The first thing you will do with your pumpkin, whether you're carving or cooking, is scoop out the seeds. These little kernels are packed with vitamins and minerals and are a great source of fibre, so it would be a shame to throw them away.
To roast and eat, simply clean the seeds, boil for 10 mins to soften, then drain and dry on kitchen paper. Toss with a little oil, and, if you want to add a bit of flavour, sprinkle over some salt, pepper, paprika, or whatever takes your fancy. Spread the seeds out on a baking sheet and roast in a low oven for around 45 mins or until they are crisp and golden. We've got plenty more tips in our guide on how to roast pumpkin seeds.
Discover more delicious pumpkin seed recipes.
Sweet pumpkin lends itself perfectly to cakes and bakes when grated. Combine with cinnamon for lightly spiced cupcakes, enhance the sweetness with honey or give your favourite carrot cake recipe a makeover. If you find your grated pumpkin is a little too wet, simply give it a good squeeze before using and keep an eye on it during baking – the added moisture may mean it needs a little longer in the oven.

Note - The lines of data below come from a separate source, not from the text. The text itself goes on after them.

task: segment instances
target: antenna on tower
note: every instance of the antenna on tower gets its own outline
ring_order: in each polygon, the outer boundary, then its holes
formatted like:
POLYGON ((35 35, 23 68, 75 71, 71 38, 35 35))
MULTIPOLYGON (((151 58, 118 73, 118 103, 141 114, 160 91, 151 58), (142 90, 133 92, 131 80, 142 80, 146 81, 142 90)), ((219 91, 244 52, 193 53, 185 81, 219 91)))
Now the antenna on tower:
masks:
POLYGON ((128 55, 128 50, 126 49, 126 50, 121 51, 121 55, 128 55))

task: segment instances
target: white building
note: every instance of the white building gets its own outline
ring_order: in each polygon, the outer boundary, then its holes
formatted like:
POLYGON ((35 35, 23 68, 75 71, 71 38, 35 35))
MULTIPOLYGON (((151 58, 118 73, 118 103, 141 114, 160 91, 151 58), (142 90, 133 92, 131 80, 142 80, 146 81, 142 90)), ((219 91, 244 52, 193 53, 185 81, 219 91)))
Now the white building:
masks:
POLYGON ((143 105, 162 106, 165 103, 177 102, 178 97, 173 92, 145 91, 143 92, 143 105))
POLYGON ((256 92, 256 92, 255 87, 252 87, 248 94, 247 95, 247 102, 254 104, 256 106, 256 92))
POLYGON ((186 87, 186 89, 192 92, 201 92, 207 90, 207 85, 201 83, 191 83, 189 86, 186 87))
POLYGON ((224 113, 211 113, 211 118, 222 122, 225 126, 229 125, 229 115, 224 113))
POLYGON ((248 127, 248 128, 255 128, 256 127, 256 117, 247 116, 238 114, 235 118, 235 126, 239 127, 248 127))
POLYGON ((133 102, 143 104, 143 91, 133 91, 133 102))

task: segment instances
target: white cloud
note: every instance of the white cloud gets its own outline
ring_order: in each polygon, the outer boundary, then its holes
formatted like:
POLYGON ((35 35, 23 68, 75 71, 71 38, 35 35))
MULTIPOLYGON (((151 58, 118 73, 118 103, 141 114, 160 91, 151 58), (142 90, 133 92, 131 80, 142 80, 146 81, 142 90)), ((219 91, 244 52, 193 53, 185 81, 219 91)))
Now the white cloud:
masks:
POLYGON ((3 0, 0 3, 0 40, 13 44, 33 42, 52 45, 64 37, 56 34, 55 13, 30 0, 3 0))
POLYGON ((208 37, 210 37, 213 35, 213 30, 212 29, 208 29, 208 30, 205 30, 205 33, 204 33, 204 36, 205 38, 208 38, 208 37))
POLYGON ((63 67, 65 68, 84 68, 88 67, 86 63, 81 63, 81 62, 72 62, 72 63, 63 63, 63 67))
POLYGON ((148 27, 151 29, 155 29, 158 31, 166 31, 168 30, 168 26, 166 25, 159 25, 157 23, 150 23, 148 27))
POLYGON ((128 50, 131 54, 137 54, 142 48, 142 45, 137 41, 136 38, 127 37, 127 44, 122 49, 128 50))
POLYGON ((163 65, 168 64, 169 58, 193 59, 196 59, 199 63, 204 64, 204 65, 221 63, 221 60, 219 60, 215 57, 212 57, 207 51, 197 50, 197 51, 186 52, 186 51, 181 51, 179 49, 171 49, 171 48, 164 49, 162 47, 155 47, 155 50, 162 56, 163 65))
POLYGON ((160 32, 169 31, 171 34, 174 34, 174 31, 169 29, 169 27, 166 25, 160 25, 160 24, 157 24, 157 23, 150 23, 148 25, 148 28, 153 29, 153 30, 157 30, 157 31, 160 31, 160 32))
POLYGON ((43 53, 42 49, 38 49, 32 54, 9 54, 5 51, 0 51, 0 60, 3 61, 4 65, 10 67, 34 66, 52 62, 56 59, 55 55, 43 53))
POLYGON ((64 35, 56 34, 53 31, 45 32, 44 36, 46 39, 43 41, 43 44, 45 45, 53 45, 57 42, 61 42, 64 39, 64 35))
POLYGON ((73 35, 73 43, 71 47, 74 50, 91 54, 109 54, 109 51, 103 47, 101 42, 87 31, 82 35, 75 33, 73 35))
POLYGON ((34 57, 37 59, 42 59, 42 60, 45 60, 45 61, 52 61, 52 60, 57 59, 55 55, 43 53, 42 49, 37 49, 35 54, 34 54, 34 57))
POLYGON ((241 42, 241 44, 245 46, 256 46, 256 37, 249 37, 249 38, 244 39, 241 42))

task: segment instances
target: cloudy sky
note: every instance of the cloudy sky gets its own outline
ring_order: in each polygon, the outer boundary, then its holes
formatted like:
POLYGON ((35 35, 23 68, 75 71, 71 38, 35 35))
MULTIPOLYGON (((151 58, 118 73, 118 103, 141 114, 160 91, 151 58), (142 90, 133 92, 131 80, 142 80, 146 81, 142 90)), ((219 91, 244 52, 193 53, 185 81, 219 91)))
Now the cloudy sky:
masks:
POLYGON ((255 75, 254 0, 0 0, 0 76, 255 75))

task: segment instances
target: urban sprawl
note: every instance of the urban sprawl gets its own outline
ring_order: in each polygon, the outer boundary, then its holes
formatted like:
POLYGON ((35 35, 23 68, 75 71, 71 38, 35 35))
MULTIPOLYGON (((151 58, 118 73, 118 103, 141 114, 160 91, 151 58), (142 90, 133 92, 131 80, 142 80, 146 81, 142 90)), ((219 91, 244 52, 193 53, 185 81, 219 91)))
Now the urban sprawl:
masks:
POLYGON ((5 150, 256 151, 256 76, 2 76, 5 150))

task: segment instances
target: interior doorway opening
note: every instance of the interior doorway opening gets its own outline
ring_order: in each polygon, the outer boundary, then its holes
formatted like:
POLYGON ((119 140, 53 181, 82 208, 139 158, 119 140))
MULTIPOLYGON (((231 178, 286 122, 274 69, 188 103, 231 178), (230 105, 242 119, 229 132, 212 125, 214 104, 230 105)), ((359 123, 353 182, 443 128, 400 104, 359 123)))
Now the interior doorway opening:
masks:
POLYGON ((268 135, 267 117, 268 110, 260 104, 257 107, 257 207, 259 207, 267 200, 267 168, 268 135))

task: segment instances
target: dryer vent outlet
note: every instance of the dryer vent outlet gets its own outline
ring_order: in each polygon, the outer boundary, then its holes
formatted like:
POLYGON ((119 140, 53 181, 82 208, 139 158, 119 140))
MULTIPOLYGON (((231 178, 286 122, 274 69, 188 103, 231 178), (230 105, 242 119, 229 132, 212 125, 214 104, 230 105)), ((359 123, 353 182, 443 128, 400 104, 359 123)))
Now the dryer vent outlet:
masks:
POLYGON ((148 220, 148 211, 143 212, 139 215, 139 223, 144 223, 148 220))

It's often assumed that cooking pumpkin will keep you in the kitchen for quite a while. This isn't always the case, as our speedy squash favourites prove. Make a moreish midweek meal by adding diced pumpkin to pasta, roast and serve with sausages or simply season and eat as a side dish.
Soft pumpkin flesh blends effortlessly into a thick, velvety soup. Add onions, cream and stock to keep the colour bright and bold, or give your bowl an Asian twist with Thai flavours such as lemongrass and ginger. For a soup worthy of your next dinner party, roast the squash first to enhance its flavour, then serve the completed soup topped with salty pancetta.
Not a fan of jack-o'-lanterns? Cook up a flavourful biryani, then serve it inside the pumpkin itself. Alternatively, scoop out the seeds and strands, pour a garlic cream inside and roast the pumpkin whole for a delicious taste and texture. If you are throwing a vegan dinner party for Halloween, our impressive stuffed pumpkin recipe is sure to wow your guests. Fill it with a mouth-watering medley of rice, fennel, apple, pomegranate seeds and pecans.
Pumpkin pie is something of a Marmite dish in the Good Food office. Love it or hate it, nothing tastes quite like it. Opt for a traditional version made with shortcrust pastry, nutmeg and cinnamon, or give it a twist with a lattice top, filo finish or decadent dollop of stem ginger cream. We also have an indulgent vegan version made with nut milk and maple syrup, so everyone can enjoy this classic dessert.
The mild flavour of pumpkin means it soaks up aromatic flavours and spices easily, so it's a perfect base for curries and tagines. This chunky squash also helps to bulk up a creamy risotto, and combines well with prawns in a fragrant fish dish.